# NFS client error - A lot of directories



## eucaly (Jan 17, 2011)

Hello,

When a lot of directories are shared with the FreeBSD 8.0 or later in NFS Client, it becomes 
	
	



```
nfsd: RPCPROG_NFS: RPC: Remote system error - Connection refused
```

There is no problem in the FreeBSD 7.3. When 17 pieces or more are shared, it becomes 
	
	



```
Connection Refused
```

Is there a solution?

NFS Server : Microsoft Windows Server 2008.

example :
fstab


```
nfsserver:/00 /nfsshare/00 nfs rw 0 0
nfsserver:/01 /nfsshare/01 nfs rw 0 0
nfsserver:/02 /nfsshare/02 nfs rw 0 0
nfsserver:/03 /nfsshare/03 nfs rw 0 0
nfsserver:/04 /nfsshare/04 nfs rw 0 0
nfsserver:/05 /nfsshare/05 nfs rw 0 0
nfsserver:/06 /nfsshare/06 nfs rw 0 0
nfsserver:/07 /nfsshare/07 nfs rw 0 0
nfsserver:/08 /nfsshare/08 nfs rw 0 0
nfsserver:/09 /nfsshare/09 nfs rw 0 0
nfsserver:/10 /nfsshare/10 nfs rw 0 0
nfsserver:/11 /nfsshare/11 nfs rw 0 0
nfsserver:/12 /nfsshare/12 nfs rw 0 0
nfsserver:/13 /nfsshare/13 nfs rw 0 0
nfsserver:/14 /nfsshare/14 nfs rw 0 0
nfsserver:/15 /nfsshare/15 nfs rw 0 0
nfsserver:/16 /nfsshare/16 nfs rw 0 0
nfsserver:/17 /nfsshare/17 nfs rw 0 0
```

error:


```
Mounting late file systems:[tcp] nfsserver:/16: nfsd: RPCPROG_NFS: RPC: Remote system error - Connection refused.
```


----------



## SirDice (Jan 17, 2011)

Both end up with a "Connection refused", the one on 8.0 is just a little more detailed. The end result is the same.
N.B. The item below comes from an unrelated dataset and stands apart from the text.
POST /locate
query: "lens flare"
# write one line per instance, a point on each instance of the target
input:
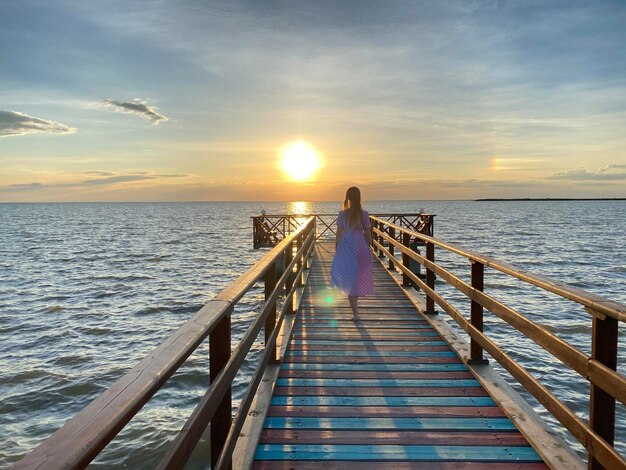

Either way it's a problem with the NFS server, not the client.


----------



## eucaly (Jan 17, 2011)

Thanks.

However, the reason why the FreeBSD 7.3 is good and the 8.0 is useless is not understood.

An additional verification was done. 

NFS Server -> NFS Client
FreeBSD 7.4 -> FreeBSD 8.2 : over 18 Directory OK.
WS2008 -> FreeBSD 8.2 : It fails because of piece 17. 
WS2008+FreeBSD 7.4 -> FreeBSD 8.2 : WS2008 16 Directory + FreeBSD 7.4 18 Directory OK.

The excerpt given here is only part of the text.